Humans and other animals use strategies to organize information in order to counteract the limited capacity of working memory and execute complex cognitive processes, however, how this information is represented in neural mechanisms is still poorly understood. These processes rely on the prefrontal cortex, an area that is flexible enough to adapt to the demands of different tasks. However, information can either be represented at the single-neuron level or at the population level, and it can dynamically respond to employed strategies. This week in Neuron, Chiang and colleagues investigated how working memory strategies employed by monkeys impacted neuronal ensemble coding in the lateral prefrontal cortex (LPFC).

How did they do it?

Previous research established that, like humans, monkeys use strategies to exceed the natural limits to working memory (WM) (usually around 4 items). In the present study, two monkeys were presented with a visual task where six identical, colored circles were presented on a screen and the monkeys had to make a saccade (eye movement) to each one only once, returning their eyes to a central point between each selection, remembering which targets they had already visited. The task forced them to remember up to 6 targets in each trial, exceeding the typical capacity of WM and engaging additional mnemonic strategies. Microelectrodes were implanted in the bilateral LPFC of the monkeys to record neuronal activity from groups of about 40 neurons simultaneously during the task, allowing the authors to link neuronal activity to the task performance. To examine the representation of three variables (location of targets, order of saccades, and color of targets), the authors applied a technique known as linear discriminant analysis (LDA) to the neural activity data, allowing them to separate neuronal representations of each variable. In order to understand how each neuron contributed to the population representation of the overall ensemble code, the authors employed a procedure where they removed each unit from their LDA model in turn to see how the overall pattern changed, identifying that neurons contributed differently to encoding at a population level. To examine the impact of sequencing strategies on task performance and the underlying neuronal activity, the authors examined whether the monkeys were likely to visit targets in a similar order across a block (set of trials). When monkeys were more likely to fixate on circles in a specific pattern, the block was given a high stereotyped index (SI), and when there was more diversity in the pattern it was given a low SI. The categorization allowed them to assess whether monkeys were employing a sequencing strategy (high SI blocks), and how this strategy impacted task performance and neuronal firing.

What did they find?

First, reaction times increased across saccades (on later target selection), and monkeys were more likely to fail (look at a target they had already looked at before), suggesting that selections became more difficult, and working memory was being taxed. However, the monkeys performed better on blocks with a higher SI, implying the mnemonic strategy helped compensate for limits to working memory. One of the main findings was that stereotyped behaviors, representing sequencing strategies, were associated with more distributed neuronal encoding in the LPFC. As behavior became more stereotyped, individual neurons contributed less to the ensemble.
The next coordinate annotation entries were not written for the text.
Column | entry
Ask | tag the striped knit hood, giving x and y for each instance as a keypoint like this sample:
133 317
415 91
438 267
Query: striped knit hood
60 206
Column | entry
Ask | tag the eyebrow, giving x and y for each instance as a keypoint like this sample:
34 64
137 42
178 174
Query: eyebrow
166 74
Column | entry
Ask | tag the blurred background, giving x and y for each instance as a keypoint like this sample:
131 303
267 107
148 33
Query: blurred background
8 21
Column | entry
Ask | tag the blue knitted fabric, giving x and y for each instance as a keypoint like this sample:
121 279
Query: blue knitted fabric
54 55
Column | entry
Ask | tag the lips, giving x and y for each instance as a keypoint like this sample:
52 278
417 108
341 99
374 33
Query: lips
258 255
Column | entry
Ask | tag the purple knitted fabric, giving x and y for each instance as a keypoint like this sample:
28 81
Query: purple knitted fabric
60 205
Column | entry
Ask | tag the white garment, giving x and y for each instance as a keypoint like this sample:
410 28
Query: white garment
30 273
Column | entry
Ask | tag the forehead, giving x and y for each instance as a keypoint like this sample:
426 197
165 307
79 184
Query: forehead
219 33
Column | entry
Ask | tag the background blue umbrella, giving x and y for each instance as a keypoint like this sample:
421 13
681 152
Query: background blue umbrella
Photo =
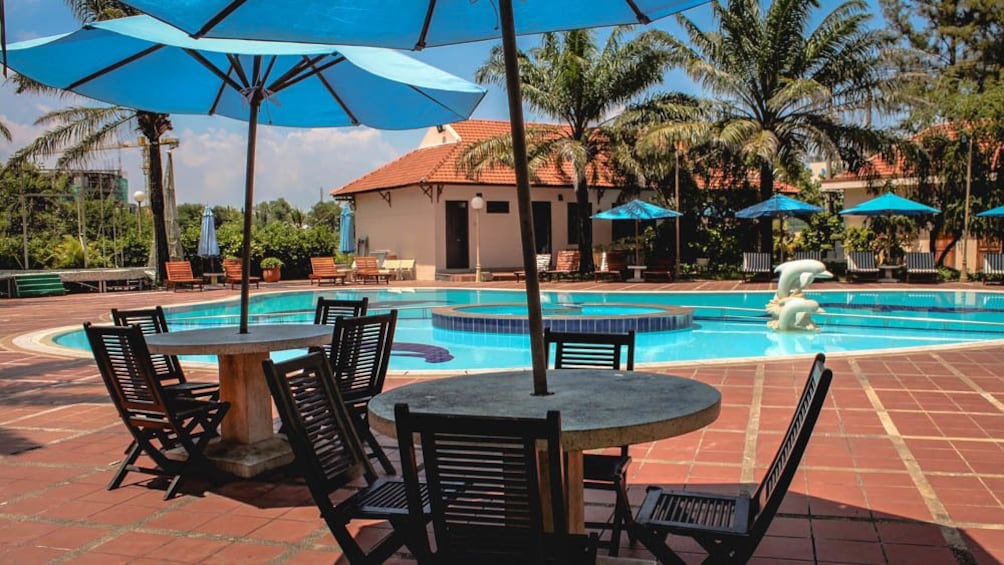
779 206
346 230
638 211
208 246
416 24
890 205
143 63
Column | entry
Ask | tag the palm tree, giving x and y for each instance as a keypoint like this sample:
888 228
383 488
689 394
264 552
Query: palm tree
781 89
78 131
570 78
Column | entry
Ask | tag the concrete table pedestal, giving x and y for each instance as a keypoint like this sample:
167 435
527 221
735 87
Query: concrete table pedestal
599 408
249 446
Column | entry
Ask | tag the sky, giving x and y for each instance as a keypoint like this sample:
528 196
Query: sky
300 165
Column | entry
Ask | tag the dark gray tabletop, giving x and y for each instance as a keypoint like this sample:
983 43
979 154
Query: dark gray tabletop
599 408
227 341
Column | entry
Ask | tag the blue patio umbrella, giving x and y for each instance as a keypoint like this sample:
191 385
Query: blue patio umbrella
415 24
638 211
890 205
779 206
144 63
208 246
346 230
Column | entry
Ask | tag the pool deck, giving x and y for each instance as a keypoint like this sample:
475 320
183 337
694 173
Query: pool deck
906 466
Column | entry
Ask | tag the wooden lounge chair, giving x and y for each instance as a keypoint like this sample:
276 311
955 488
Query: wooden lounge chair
167 367
729 528
921 264
599 471
359 356
233 270
861 265
813 255
180 273
755 265
543 262
565 265
323 269
611 266
487 490
322 437
157 421
993 267
367 270
659 268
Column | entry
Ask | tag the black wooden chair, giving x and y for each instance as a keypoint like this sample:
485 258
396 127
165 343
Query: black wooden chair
729 528
360 353
330 456
599 472
157 421
485 488
168 368
330 309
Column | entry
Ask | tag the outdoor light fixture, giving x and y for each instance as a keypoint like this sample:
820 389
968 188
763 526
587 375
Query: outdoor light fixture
477 203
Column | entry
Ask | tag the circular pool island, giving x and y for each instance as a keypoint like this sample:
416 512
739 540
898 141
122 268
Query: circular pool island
605 317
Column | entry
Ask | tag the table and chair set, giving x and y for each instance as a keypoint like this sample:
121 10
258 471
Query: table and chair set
489 472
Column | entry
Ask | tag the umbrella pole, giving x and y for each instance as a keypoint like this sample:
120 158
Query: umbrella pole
520 166
255 103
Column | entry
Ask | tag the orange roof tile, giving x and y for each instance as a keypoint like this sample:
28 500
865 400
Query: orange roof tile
438 165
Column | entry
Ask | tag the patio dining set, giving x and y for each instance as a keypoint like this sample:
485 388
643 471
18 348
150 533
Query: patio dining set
488 472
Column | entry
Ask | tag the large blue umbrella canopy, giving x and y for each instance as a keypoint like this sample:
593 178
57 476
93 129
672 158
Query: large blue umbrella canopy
144 63
778 205
993 213
346 230
638 211
890 204
208 246
416 24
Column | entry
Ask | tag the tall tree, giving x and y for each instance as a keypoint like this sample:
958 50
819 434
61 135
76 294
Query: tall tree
782 89
572 79
76 132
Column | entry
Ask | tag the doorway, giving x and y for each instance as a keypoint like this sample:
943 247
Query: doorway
542 226
458 254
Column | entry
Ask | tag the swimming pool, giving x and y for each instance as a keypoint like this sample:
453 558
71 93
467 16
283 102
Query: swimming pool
726 324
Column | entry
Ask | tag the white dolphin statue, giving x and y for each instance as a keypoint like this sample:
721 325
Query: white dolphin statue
795 276
795 314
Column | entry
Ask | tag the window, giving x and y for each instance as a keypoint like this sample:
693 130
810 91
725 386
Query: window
497 207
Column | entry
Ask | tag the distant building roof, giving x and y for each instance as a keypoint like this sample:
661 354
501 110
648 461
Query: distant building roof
436 164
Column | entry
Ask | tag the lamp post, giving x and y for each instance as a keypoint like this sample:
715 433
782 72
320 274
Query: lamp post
140 197
477 203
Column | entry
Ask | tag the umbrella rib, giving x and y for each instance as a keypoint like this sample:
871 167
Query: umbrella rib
225 77
421 43
642 18
334 94
220 16
114 66
290 77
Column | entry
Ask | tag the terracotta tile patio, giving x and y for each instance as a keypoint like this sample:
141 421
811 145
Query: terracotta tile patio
907 465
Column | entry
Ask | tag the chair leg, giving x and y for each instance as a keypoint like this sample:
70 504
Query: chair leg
123 468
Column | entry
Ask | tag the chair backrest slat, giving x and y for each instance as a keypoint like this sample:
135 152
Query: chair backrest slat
484 483
318 428
152 321
769 495
123 361
590 350
360 353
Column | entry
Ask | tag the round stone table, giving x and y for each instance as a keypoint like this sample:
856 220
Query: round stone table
249 445
599 408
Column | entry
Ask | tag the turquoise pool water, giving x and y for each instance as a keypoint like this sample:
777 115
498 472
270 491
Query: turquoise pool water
726 324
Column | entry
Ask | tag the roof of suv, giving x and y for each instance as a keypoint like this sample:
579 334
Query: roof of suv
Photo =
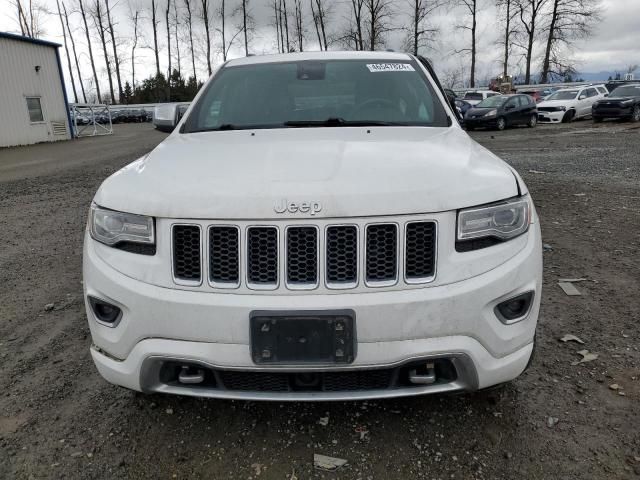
299 56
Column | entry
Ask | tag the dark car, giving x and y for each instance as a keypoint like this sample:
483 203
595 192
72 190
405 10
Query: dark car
462 106
502 111
623 102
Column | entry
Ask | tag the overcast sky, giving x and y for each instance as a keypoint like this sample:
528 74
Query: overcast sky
614 45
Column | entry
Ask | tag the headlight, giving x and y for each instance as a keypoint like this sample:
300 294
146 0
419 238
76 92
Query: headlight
111 227
504 220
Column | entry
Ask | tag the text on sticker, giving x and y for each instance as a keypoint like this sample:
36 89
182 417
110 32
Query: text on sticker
390 67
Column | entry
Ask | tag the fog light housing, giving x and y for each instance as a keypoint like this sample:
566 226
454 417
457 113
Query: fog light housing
105 312
514 309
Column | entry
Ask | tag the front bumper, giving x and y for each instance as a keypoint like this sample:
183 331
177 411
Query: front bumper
612 112
454 322
551 117
481 122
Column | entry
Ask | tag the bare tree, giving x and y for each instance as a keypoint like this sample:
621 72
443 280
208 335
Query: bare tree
357 7
176 24
420 31
530 12
568 20
320 17
166 18
226 46
116 59
299 25
508 9
30 17
246 20
135 18
187 4
284 19
378 14
471 7
154 26
93 64
66 49
98 20
75 54
204 14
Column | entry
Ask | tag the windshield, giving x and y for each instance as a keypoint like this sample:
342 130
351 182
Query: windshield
317 93
564 95
626 91
492 102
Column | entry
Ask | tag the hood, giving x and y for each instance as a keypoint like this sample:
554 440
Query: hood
611 99
480 110
353 171
555 103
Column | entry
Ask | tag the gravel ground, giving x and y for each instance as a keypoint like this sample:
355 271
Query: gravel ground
59 419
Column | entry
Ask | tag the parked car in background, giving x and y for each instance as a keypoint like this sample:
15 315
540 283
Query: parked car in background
613 84
167 115
476 97
462 106
567 104
502 111
535 93
623 102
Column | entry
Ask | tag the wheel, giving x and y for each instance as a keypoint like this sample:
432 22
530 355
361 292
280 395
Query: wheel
568 116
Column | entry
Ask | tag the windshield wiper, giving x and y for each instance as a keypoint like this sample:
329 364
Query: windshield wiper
339 122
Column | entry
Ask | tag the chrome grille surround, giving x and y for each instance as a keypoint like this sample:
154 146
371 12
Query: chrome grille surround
327 281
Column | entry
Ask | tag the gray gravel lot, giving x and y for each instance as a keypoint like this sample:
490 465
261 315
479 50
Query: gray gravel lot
59 419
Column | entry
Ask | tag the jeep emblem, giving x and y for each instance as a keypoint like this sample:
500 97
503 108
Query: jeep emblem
302 207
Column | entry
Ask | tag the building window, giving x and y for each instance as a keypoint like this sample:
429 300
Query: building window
35 109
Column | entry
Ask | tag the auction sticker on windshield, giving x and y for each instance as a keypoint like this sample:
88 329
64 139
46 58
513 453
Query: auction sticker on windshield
390 67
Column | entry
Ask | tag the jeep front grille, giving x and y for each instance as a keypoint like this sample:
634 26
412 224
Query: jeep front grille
342 255
420 250
224 255
262 256
302 256
187 253
305 256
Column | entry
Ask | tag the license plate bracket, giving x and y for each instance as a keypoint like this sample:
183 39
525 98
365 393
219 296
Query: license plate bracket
303 338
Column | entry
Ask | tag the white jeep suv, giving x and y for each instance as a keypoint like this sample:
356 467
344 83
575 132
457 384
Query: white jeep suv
569 104
318 227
Overall, when strategies were used and behavior became more routine (associated with better performance on the task), more neurons were recruited, with smaller individual contributions, whereas when behavior was more flexible, fewer neurons were recruited, each contributing more to the signal.

What's the impact?

This study found that using mnemonic strategies improved task performance and altered the underlying representation of the behavior, shifting towards a more distributed pattern of activity with more neurons contributing less individually. These findings provide a new perspective on how information is represented differently on a neuronal level dependent on cognitive strategies employed. This study represents a step for investigations that seek to further uncover the neural mechanisms underlying higher-order cognitive abilities.